Finance Minister professes ignorance over shadowy army-linked company; MP claims firm used by Zanu PF bosses to loot

Spread This News

By Darlington Gatsi

MINISTER of Finance and Economic Development, Mthuli Ncube has professed ignorance over a military linked shadowy company, Rusununguko/Nkululeko, currently embroiled in several scandals.

This comes after Independent Norton legislator, Themba Mliswa accused the Defence ministry of using the company to plunder national resources.

Mliswa was chucked out of Parliament after accusing supremos ZANU PF of using the shadowy company for being a conduit for looting.

The MP questioned the company’s partnership with the Chinese, demanding accountability from the company.

On Tuesday, Ncube conceded that while the defence forces have been capacitated through being given assets, he was not aware of Rusununguko company.

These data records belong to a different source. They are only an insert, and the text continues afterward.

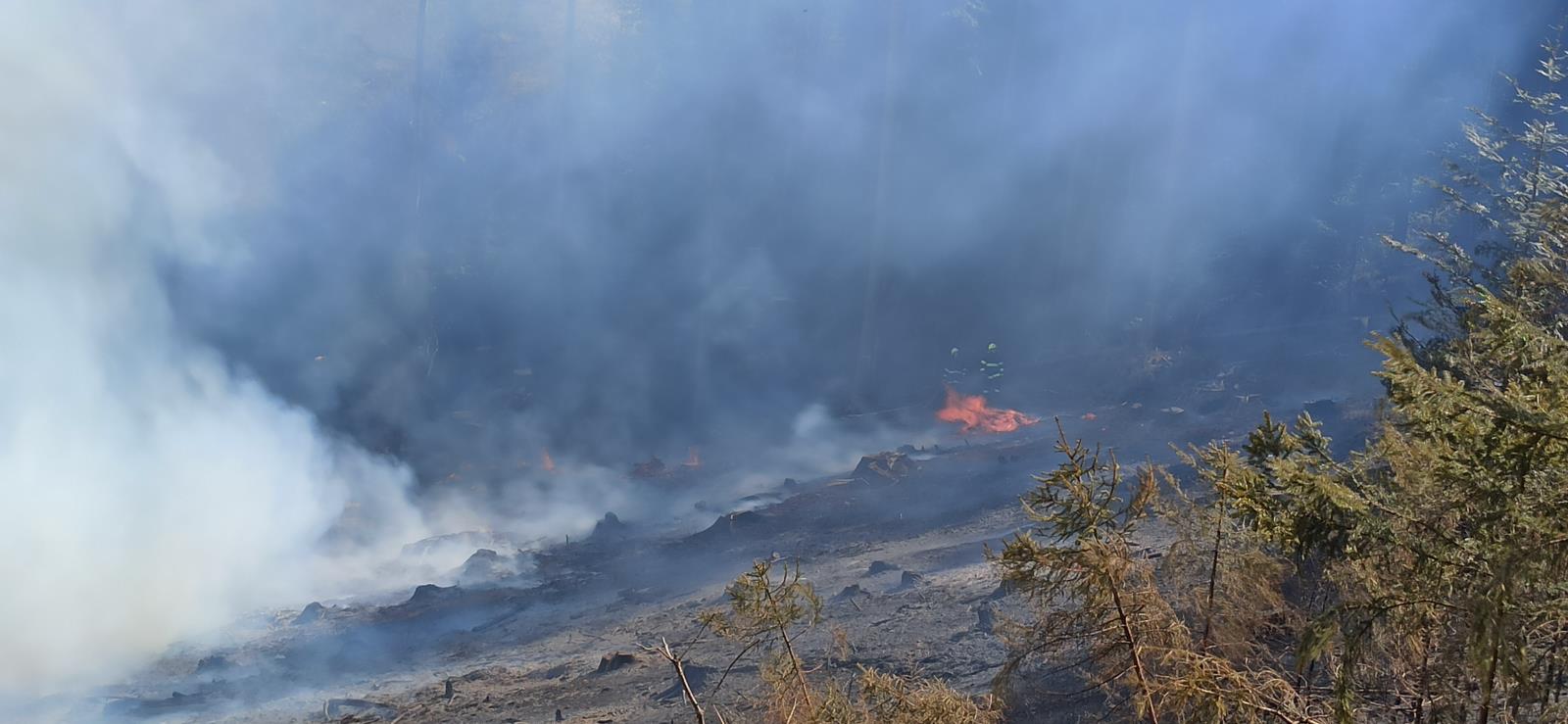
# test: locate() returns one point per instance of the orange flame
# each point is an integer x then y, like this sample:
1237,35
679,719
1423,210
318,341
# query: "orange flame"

“From Honourable T Mliswa, the issue of the war veterans company that you have raised; again, that is exactly what I have just addressed, that we have given them assets in mining, agriculture, tourism, real estate, financial services and there is a group of companies that is run by a board.

“I do not have any accounts from Nkululeko/Rusununguko Companies within the defence forces. I will make a request to see those. I have no idea as to how much they are making and how profitable it is,” said Mthuli Ncube.

Mliswa had demanded the disclosure of Rusununguko company’s operations for transparency on the profits the military company is generating from its ventures.

“The problem here is how much is being generated from the resources that are given to the military,” said the MP.

“It is important because the war veterans are supposed to be benefiting from that as well and talk about canteens in the barracks as well.

“Rusununguko is a company with shareholders and it is to benefit the army – how much is it making?”

Rusununguko is believed to be owned by the military and has vast interests in agriculture and mining.

Muchinguri last week said Rusununguko was a private company which does not benefit from government budgetary allocations.

“It operates like any other private company,” said the defence minister.

“We have so many companies where ( Agricultural and Rural Development Authority) has gone into partnership with private sector and to single out Defence, where every effort is being made by His Excellency to address the social welfare issues of our soldiers, is to say the least, very, very unfair.”

The company has been involved in several disputes over the past years.

In the latest case, the company was dragged to court by an Oman based businessman on allegations of seizing his four upmarket houses.